Он попрощался и ушел.
* * *Гверрандо проснулся поздно, проведя свою последнюю холостяцкую ночь. Он быстро оделся и вышел из номера. Увидев его во фраке и цилиндре, швейцар гостиницы спросил:
– И куда это молодой синьор направляется?
– На свадьбу.
– Это всегда такая скука.
– А особенно если учесть, что жених – это я.
Когда подошел жених, составился кортеж. Во главе его шла Эдельвейс в белом платье.
– Как же так? – спрашивал кто-то. – Невеста одна?
А другой говорил:
– Смотрите, смотрите! У невесты на рукаве платья пятнышко.
Этим пятнышком был дон Танкреди.
– Что доктор Фалькуччо? – в последний раз спросил Солнечный Луч, совсем потеряв надежду.

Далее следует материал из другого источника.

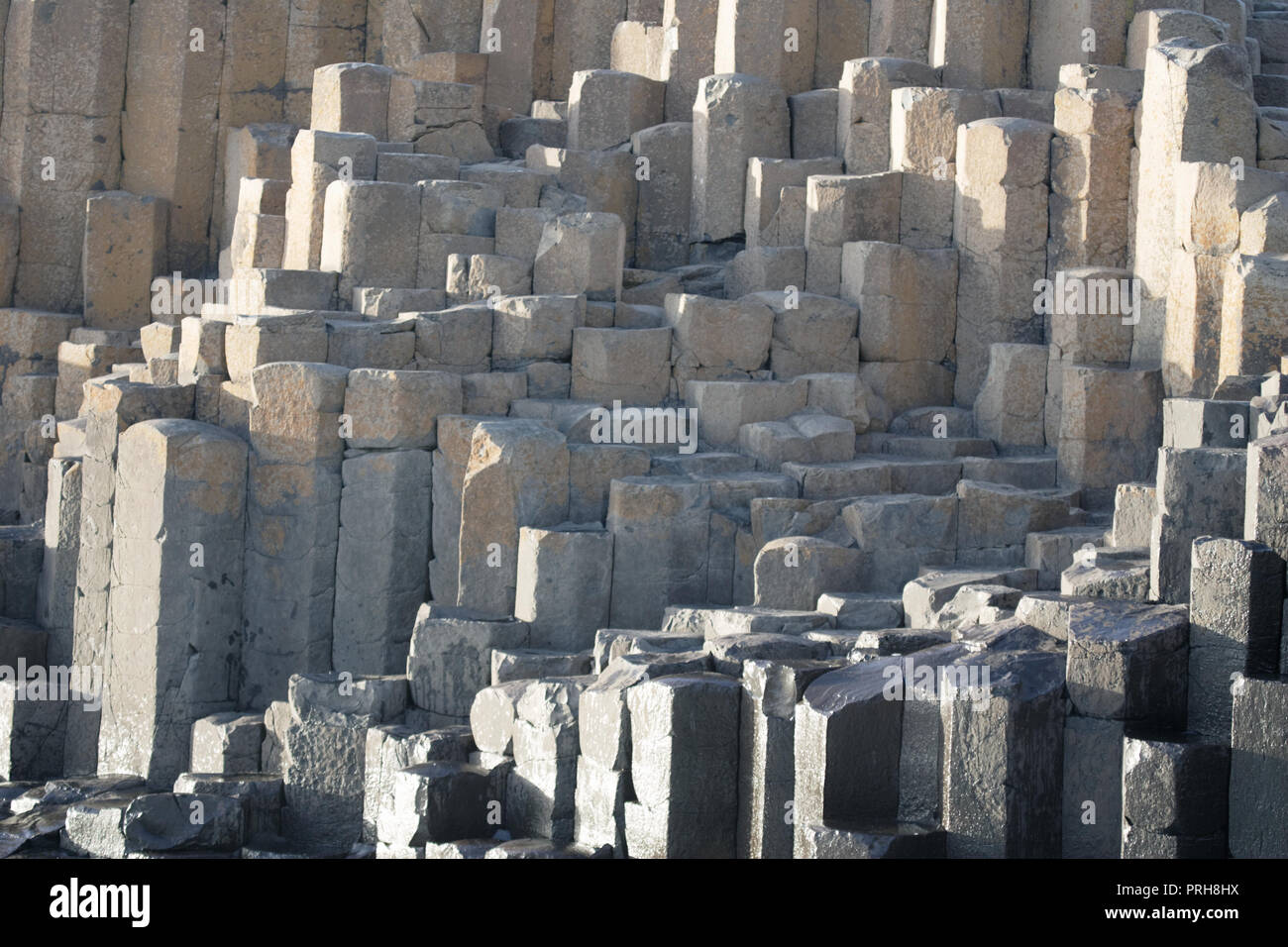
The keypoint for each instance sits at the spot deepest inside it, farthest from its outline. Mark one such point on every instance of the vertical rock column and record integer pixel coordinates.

– Никаких известий, – ответил дон Танкреди.
Кортеж тронулся.
* * *Карета, запряженная четверкой лошадей, увешанных бубенцами, украшенных флажками и покрытых красными попонами, остановилась у городских ворот, среди шумной толпы простонародья. Лысый старик с белоснежной бородой встал с облучка, разложил вокруг себя флаконы, бутылочки, плитки шоколада и пестрые коврики и затрубил в горн. Когда он увидел, что вокруг экипажа собралась большая толпа, он достал прекрасную золотую авторучку и показал ее изумленному народу.